Emancipation (Action, Thriller) (2022)
Director: Antoine Fuqua
Writer: Bill Collage
Stars: Will Smith, Ben Foster, Mustafa Shakir, Charmaine Bingwa
In the 1860s, after Abraham Lincoln abolishes slavery, a Haitian father in the Confederate States is forced to work on a railroad. Determined to free himself and his family, he flees from his captors in a gruelling footslog through the murky swamp.
Based liberally on the lives of former slaves, with a famous photograph exhibiting the outcome of an overseer’s whipping, Antoine Fuqua; known for films such as ‘’The Equalizer‘’ ‘’The Magnificent Seven‘’ and ‘’Training Day‘’. Shows an unconventional movie depicting the history of the enslaved people in America before Abraham Lincoln’s Emancipation Proclamation. It has been filmed in New Orleans and produced by Apple Studios, Westbrook Studios, McFarland Entertainment and Escape Artists while being distributed on Apple TV+.
Separated from his family and transferred to a temporary camp somewhere in Louisiana, a Haitian man called Peter (Will Smith), a father forced into slavery, is ordered to work on a railroad meant to transport armaments. Treated inhumanely, often chained up and beaten, Peter mentions an emancipated America under President Abraham Lincoln and has vowed to return to his wife Dodienne (Charmaine Bingwa) and their children. Freeing himself from overseer Jim Fassel (Ben Foster), his belief in God and promises to his family motivate him to reach Baton Rouge and the army of the United States under President Lincoln.
As painful and harrowing as this American history is, Fuqua empowers his statement through an action-focused narrative with Smith’s Peter determined to defy his oppressors and unite himself and his family through any means.

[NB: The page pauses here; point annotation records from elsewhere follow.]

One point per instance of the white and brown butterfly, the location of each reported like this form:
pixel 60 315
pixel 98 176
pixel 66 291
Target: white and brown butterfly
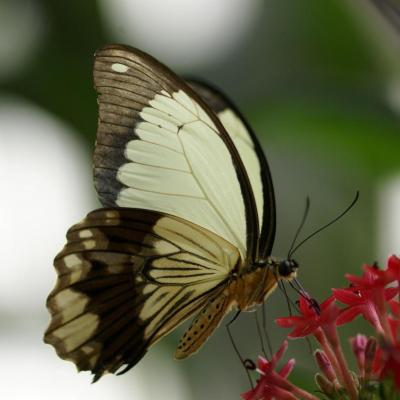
pixel 188 226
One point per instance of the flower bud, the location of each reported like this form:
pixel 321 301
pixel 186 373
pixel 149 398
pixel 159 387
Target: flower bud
pixel 325 365
pixel 325 385
pixel 358 345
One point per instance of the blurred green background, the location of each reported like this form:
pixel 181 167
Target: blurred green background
pixel 319 81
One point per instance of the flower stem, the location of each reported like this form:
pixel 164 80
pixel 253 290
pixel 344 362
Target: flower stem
pixel 333 339
pixel 320 336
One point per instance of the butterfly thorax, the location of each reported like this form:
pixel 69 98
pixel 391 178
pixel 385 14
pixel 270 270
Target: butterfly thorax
pixel 254 287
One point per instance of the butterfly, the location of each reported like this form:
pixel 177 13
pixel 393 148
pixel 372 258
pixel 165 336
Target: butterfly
pixel 187 227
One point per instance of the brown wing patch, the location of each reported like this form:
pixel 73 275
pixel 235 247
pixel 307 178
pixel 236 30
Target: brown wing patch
pixel 126 278
pixel 202 326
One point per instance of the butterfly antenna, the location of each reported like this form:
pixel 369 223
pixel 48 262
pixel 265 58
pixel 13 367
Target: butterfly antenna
pixel 328 224
pixel 303 220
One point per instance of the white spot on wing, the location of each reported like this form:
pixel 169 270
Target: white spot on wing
pixel 72 260
pixel 121 68
pixel 85 234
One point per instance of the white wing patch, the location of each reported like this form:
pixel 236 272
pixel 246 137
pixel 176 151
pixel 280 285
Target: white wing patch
pixel 121 68
pixel 181 166
pixel 244 144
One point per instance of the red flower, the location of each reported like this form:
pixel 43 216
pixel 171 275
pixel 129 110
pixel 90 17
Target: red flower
pixel 387 363
pixel 310 320
pixel 368 295
pixel 375 277
pixel 273 384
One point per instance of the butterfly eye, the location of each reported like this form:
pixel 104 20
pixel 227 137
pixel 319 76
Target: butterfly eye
pixel 287 267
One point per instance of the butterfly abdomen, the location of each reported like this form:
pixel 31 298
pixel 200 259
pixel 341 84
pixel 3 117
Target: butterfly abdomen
pixel 253 287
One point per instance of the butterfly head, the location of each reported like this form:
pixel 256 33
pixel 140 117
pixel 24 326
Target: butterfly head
pixel 287 269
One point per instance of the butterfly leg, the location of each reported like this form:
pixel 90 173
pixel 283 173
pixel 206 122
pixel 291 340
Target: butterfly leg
pixel 242 360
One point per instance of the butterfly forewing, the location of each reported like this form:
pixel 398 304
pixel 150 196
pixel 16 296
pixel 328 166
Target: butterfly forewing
pixel 253 159
pixel 160 147
pixel 126 278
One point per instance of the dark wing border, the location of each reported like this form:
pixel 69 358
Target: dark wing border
pixel 171 80
pixel 218 101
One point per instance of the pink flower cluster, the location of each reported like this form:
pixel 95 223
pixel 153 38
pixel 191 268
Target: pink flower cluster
pixel 375 296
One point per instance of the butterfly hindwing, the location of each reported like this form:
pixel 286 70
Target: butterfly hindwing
pixel 253 159
pixel 126 278
pixel 160 147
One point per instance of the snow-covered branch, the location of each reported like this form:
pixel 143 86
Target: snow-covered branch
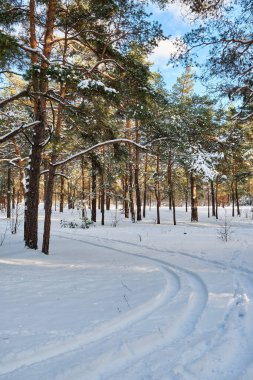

Throughout cinematic history, films like ‘’12 Years a Slave’’ and ‘’Amistad’’ presented the hardships of this time-period realistically with features like ‘’Antebellum’’ and ‘’Django Unchained’’ while trying to be respectful, creating a diversion in genre, some more successful than others. ‘’Emancipation’’ lies somewhere in the middle, closer to the latter. It employs a faded, desaturated visual style, aiding a gritty, textured whole—void of much narrative.
Heroism is bolstered most within Fuqua’s feature, with defiance being a muffled undertone. With topics such as slavery during and before the American Civil War, it’s essential to respect the subject matter, and while I wouldn’t proclaim Fuqua, the straightforward action thriller he presents doesn’t carry the honest emotion behind the atrocities committed. While it could be inspiring to some, it unjustly becomes a tale of heroism rather than defiance against horrible odds. With Smith in the leading role, supported by Foster as the antagonist, others are regrettably underused and never even adequately developed; even just finding a bond with Smith’s Peter feels laborious. There are hard-hitting flashes, such as a scene where Peter runs past drying laundry and a young southern child distracted from her prayer yells ‘’runner’’ which will haunt my senses for some time, but there’s less than a handful of moments like that. If it weren’t for the performance and some actual narrative near the end, it probably wouldn’t have been able to pick itself back up within the overly extended running time.
While these films provide an important look into American History, I question where the line of necessity lies, and the same goes for any other movie showing historical events.
A painful journey through the Louisiana swamp, and not in a positive way.